Oro robado desata versiones enfrentadas en Cristo Rey

Diario al Día | Santo Domingo, República Dominicana - Los acusados por el oro robado aseguraron este mes que la Policía Nacional retuvo las piezas tras el asalto ocurrido el 7 de marzo, lo que abrió una nueva disputa en el caso.
Los propietarios del negocio, conocido como Popi Oro, sostienen una versión distinta. Afirman que las autoridades siguen la pista del oro robado y mantienen operativos activos para recuperar las prendas sustraídas.
El establecimiento, ubicado en Cristo Rey, permanece marcado por aquel episodio. Aquella tarde, varios individuos encapuchados irrumpieron en el local y se llevaron una cantidad aún no precisada de joyas y lingotes.
Han pasado dos meses desde el hecho y el paradero del oro robado continúa sin claridad. Mientras tanto, la incertidumbre pesa tanto sobre los dueños como sobre las autoridades encargadas de la investigación.
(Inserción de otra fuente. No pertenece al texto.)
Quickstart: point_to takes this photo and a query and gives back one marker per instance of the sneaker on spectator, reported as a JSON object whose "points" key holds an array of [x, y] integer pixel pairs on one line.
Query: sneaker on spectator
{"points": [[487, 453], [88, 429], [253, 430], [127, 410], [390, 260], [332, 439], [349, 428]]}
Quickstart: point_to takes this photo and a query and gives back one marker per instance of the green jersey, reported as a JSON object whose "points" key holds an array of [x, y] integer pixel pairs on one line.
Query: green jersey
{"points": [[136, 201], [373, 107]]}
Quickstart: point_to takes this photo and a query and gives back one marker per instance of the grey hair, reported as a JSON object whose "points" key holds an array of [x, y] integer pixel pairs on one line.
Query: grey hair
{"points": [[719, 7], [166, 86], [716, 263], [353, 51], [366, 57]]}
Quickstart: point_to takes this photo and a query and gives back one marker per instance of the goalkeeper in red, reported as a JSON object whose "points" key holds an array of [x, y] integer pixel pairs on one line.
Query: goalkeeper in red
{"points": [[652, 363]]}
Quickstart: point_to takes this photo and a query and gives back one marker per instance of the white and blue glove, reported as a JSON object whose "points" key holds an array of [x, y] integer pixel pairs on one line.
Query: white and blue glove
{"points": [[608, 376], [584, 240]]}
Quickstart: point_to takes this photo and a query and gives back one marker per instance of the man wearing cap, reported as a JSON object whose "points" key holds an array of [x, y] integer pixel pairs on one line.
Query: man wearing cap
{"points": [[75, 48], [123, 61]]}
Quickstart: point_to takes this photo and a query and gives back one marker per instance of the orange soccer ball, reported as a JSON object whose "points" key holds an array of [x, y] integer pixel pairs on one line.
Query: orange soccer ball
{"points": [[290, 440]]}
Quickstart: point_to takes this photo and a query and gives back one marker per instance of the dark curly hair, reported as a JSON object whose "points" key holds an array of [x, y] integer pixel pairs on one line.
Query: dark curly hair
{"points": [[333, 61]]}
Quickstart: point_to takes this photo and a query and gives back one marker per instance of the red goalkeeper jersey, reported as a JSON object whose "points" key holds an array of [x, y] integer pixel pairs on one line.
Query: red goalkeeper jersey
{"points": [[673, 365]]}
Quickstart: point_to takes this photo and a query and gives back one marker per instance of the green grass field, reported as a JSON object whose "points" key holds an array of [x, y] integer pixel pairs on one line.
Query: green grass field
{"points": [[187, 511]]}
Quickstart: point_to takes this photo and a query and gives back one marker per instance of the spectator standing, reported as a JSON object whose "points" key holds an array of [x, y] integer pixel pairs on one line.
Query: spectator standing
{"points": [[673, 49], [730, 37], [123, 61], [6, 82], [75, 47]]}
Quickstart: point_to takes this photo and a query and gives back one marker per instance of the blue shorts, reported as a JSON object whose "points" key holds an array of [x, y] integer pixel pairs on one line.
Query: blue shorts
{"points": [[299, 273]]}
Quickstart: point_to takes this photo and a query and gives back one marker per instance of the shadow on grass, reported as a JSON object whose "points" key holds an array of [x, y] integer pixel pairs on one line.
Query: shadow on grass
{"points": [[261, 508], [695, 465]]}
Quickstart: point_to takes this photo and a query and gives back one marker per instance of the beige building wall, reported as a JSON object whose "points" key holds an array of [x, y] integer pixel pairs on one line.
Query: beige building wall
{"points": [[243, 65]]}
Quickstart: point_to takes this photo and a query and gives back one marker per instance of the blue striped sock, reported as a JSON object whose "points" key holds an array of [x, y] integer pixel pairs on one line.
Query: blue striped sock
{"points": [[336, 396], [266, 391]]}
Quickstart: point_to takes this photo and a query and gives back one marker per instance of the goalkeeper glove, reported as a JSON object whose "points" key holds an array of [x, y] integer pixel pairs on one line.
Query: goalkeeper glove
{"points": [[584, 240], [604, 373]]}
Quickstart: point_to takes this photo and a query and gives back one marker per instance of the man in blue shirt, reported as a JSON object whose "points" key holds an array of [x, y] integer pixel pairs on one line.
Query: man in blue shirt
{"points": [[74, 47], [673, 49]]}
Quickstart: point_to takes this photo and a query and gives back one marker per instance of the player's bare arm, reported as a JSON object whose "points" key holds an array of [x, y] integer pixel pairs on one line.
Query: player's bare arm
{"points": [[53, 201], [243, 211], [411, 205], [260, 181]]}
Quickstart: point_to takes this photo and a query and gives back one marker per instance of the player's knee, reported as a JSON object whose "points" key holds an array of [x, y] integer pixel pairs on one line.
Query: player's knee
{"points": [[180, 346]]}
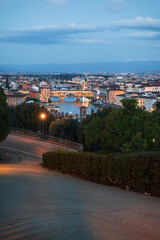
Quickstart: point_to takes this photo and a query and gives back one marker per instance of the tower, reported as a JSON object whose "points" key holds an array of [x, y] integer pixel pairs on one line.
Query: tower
{"points": [[83, 112]]}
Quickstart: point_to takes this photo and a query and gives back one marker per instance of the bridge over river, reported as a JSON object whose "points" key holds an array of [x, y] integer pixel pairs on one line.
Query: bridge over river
{"points": [[72, 93]]}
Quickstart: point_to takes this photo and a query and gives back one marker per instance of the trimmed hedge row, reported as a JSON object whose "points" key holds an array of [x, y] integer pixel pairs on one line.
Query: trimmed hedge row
{"points": [[137, 172]]}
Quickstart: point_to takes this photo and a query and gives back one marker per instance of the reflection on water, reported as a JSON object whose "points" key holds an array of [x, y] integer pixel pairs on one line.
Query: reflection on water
{"points": [[72, 105]]}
Wilner Rafael Solano García, apodado “El Mello Loco”, figura entre los detenidos más recientes. Junto a su hermano Wilmer Rafael, conocido como “El Mello Sangriento”, enfrenta señalamientos vinculados al caso.
Sin embargo, ambos ofrecen declaraciones que contrastan con la versión oficial. Insisten en que el oro robado no está en manos de la supuesta banda, sino que habría sido retenido por agentes policiales tras el operativo.
Uno de los hermanos incluso defendió la inocencia del otro. Afirmó que su familiar no participó en el asalto, lo que introduce dudas sobre la composición real del grupo señalado por las autoridades.

Hasta ahora, tres hombres permanecen bajo prisión preventiva por su presunta implicación. Las autoridades consideran que forman parte de la estructura responsable del robo ocurrido en la joyería.
El proceso judicial sigue su curso. Para este jueves, se prevé que un juez conozca la solicitud de medida de coerción contra los dos nuevos imputados, en el Palacio de Justicia del Distrito Nacional.
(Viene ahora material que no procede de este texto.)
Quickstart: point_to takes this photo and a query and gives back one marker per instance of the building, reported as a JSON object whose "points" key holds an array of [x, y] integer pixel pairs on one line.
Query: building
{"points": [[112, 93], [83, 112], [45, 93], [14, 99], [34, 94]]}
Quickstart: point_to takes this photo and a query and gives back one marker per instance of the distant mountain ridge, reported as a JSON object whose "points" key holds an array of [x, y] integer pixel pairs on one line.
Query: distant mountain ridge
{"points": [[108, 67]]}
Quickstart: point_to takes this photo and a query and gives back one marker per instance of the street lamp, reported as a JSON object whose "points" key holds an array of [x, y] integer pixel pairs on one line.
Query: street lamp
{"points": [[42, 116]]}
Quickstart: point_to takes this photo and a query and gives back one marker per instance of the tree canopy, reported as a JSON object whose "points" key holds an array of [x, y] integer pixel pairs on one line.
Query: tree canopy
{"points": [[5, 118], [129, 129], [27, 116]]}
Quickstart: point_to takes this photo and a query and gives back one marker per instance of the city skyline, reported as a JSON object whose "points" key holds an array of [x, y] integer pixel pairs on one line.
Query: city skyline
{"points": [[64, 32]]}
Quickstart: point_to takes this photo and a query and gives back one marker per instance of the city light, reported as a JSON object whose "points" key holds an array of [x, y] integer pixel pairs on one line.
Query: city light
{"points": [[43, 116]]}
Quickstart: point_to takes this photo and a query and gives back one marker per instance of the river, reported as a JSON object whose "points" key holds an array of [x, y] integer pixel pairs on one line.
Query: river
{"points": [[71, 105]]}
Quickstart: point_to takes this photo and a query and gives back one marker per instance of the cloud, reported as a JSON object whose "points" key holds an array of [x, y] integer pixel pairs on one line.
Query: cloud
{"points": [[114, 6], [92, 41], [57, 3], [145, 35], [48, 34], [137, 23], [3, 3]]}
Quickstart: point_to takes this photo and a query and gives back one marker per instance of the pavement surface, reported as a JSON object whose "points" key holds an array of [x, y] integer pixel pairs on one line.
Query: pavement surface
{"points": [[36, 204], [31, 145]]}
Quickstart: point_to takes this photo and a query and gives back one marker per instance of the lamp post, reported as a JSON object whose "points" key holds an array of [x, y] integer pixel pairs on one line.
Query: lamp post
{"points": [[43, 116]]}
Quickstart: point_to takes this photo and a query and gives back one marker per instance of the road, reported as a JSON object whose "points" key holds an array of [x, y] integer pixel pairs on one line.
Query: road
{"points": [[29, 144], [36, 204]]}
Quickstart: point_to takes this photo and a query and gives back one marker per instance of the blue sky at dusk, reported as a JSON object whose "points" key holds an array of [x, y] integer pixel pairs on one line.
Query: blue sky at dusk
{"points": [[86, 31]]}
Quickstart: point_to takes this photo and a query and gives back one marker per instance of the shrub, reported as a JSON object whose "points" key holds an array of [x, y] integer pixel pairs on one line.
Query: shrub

Este paso resulta clave para definir la situación legal de los acusados. También podría arrojar nuevos detalles sobre el destino del oro robado, que sigue siendo el punto central de la investigación.
Los propietarios, por su parte, mantienen la expectativa de recuperar su mercancía. Aseguran que cada día sin respuestas afecta tanto el negocio como la confianza de sus clientes habituales.
El caso también ha generado inquietud entre comerciantes de la zona. Algunos observan con cautela el desarrollo de los hechos, mientras esperan medidas que refuercen la seguridad en el sector.
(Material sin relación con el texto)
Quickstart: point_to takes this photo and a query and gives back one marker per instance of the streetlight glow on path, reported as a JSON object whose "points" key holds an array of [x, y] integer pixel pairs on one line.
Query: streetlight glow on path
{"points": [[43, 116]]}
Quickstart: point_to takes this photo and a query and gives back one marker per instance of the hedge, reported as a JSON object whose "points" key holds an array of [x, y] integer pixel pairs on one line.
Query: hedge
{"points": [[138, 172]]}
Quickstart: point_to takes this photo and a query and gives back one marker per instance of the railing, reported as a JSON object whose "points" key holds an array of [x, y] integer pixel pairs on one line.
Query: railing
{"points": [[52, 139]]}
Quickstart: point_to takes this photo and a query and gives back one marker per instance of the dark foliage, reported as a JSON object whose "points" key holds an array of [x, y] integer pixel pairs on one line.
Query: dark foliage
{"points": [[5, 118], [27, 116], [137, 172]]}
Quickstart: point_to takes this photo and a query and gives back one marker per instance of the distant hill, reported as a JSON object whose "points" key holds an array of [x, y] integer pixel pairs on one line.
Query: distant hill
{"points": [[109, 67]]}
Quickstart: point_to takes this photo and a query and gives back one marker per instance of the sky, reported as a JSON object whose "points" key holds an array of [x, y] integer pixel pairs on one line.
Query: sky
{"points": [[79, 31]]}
Aun así, las autoridades reiteran que continúan trabajando para esclarecer el destino del oro robado. No han ofrecido detalles concretos sobre posibles hallazgos o avances recientes en la pesquisa.
La tensión entre versiones mantiene el caso en el centro de la atención pública. Por un lado, los acusados apuntan a la Policía; por otro, los dueños confían en que la investigación dará resultados.
Queda abierta una pregunta clave: ¿dónde está realmente el oro robado? La respuesta, aún pendiente, definirá el rumbo final de un proceso que sigue sumando capítulos en la justicia dominicana.